A meta-analysis is a statistical technique that amalgamates data from multiple studies to yield a single estimate of the effect size. This approach enhances precision and offers a more comprehensive understanding by integrating quantitative findings. Central to a meta-analysis is the evaluation of heterogeneity, which examines variations in study outcomes to ensure that differences in populations, interventions, or methodologies do not skew results. Techniques such as meta-regression or subgroup analysis are frequently employed to explore how various factors might influence the outcomes. This method is particularly effective when aiming to quantify the effect size, odds ratio, or risk ratio, providing a clearer numerical estimate that can significantly inform clinical or policy decisions.

How Meta-analyses and Systematic Reviews Work Together

Systematic reviews and meta-analyses function together, each complementing the other to provide a more robust understanding of research evidence. A systematic review meticulously gathers and evaluates all pertinent studies, establishing a solid foundation of qualitative and quantitative data. Within this framework, if the collected data exhibit sufficient homogeneity, a meta-analysis can be performed. This statistical synthesis allows for the integration of quantitative results from individual studies, producing a unified estimate of effect size. Techniques such as meta-regression or subgroup analysis may further refine these findings, elucidating how different variables impact the overall outcome. By combining these methodologies, researchers can achieve both a comprehensive narrative synthesis and a precise quantitative measure, enhancing the reliability and applicability of their conclusions. This integrated approach ensures that the findings are not only well-rounded but also statistically robust, providing greater confidence in the evidence base.

Why Don't All Systematic Reviews Use a Meta-Analysis?

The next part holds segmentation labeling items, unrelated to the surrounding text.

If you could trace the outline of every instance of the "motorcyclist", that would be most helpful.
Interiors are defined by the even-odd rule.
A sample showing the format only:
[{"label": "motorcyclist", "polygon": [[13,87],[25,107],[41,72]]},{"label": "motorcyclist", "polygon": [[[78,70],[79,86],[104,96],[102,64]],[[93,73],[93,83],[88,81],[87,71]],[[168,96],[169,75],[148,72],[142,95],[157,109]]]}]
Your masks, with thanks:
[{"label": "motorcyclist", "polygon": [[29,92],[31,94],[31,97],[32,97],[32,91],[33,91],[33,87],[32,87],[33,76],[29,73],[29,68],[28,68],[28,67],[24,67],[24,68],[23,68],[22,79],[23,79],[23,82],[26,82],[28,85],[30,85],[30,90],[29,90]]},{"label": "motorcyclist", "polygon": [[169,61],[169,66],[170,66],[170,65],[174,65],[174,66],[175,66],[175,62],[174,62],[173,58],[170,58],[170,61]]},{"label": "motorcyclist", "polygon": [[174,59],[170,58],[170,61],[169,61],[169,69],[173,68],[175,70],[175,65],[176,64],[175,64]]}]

Systematic reviews do not always have meta-analyses, due to variations in the data. For a meta-analysis to be viable, the data from different studies must be sufficiently similar, or homogeneous, in terms of design, population, and interventions. When the data shows significant heterogeneity, meaning there are considerable differences among the studies, combining them could lead to skewed or misleading conclusions. Furthermore, the quality of the included studies is critical; if the studies are of low methodological quality, merging their results could obscure true effects rather than explain them.

Protocol

A plan or set of steps that defines how something will be done. Before carrying out a research study, for example, the research protocol sets out what question is to be answered and how information will be collected and analysed.

Source

Medical test

Any method for collecting additional information about the current or future health status of a patient.

Index test

The test under evaluation.

Target condition

The disease or condition that the index test is expected to detect.

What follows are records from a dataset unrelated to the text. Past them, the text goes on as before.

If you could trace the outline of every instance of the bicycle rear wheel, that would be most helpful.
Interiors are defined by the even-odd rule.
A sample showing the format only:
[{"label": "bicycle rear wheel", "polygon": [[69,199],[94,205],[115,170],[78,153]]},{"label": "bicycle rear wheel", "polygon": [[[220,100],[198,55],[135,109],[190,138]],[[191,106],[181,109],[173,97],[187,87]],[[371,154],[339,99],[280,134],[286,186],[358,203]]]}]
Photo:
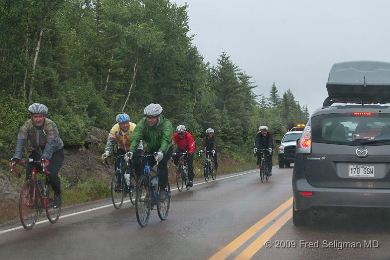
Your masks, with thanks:
[{"label": "bicycle rear wheel", "polygon": [[268,175],[268,166],[267,167],[266,167],[265,173],[264,175],[265,175],[265,179],[267,181],[268,181],[268,178],[270,178],[270,176]]},{"label": "bicycle rear wheel", "polygon": [[260,179],[261,180],[262,182],[264,181],[264,161],[262,160],[260,163]]},{"label": "bicycle rear wheel", "polygon": [[158,213],[158,217],[162,220],[167,219],[168,213],[169,212],[169,205],[171,203],[171,187],[169,187],[169,182],[167,182],[165,192],[168,194],[168,198],[165,200],[159,200],[157,205],[157,213]]},{"label": "bicycle rear wheel", "polygon": [[216,179],[216,170],[213,168],[212,164],[211,165],[210,168],[211,168],[211,178],[213,178],[213,180],[215,180]]},{"label": "bicycle rear wheel", "polygon": [[184,179],[184,183],[186,184],[186,189],[187,190],[190,189],[190,186],[188,186],[188,182],[190,180],[188,180],[188,166],[186,165],[186,171],[183,172],[183,179]]},{"label": "bicycle rear wheel", "polygon": [[209,165],[209,160],[206,160],[204,162],[204,167],[203,168],[203,175],[204,176],[204,180],[206,181],[209,181],[210,179],[210,165]]},{"label": "bicycle rear wheel", "polygon": [[46,190],[46,197],[47,197],[47,204],[46,205],[46,215],[47,216],[47,219],[50,223],[56,223],[59,218],[59,214],[61,214],[61,205],[59,207],[54,208],[54,191],[50,184],[50,182],[47,183],[47,189]]},{"label": "bicycle rear wheel", "polygon": [[122,206],[124,195],[124,180],[120,171],[115,171],[111,178],[111,200],[116,209],[119,209]]},{"label": "bicycle rear wheel", "polygon": [[136,215],[137,221],[141,227],[148,224],[150,216],[151,189],[148,177],[143,176],[138,180],[136,194]]},{"label": "bicycle rear wheel", "polygon": [[27,230],[31,229],[35,224],[40,205],[38,193],[35,190],[34,181],[28,180],[23,184],[19,197],[19,215],[20,221],[24,228]]},{"label": "bicycle rear wheel", "polygon": [[183,190],[183,164],[181,162],[177,163],[176,167],[176,184],[177,184],[177,190],[181,192]]},{"label": "bicycle rear wheel", "polygon": [[130,193],[129,197],[130,197],[130,201],[133,205],[136,205],[136,194],[137,190],[137,181],[136,180],[136,175],[133,172],[130,175]]}]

Clinical reference standard

The best available method for establishing the presence or absence of the target condition; a gold standard would be an error-free reference standard.

Sensitivity

Proportion of those with the target condition who test positive with the index test.

Specificity

Proportion of those without the target condition who test negative with the index test.

Intended use of the test

Whether the index test is used for diagnosis, screening, staging, monitoring, surveillance, prediction, prognosis, or other reasons.

Role of the test

The position of the index test relative to other tests for the same condition (for example, triage, replacement, add-on, new test).

Indeterminate results

Results that are neither positive or negative.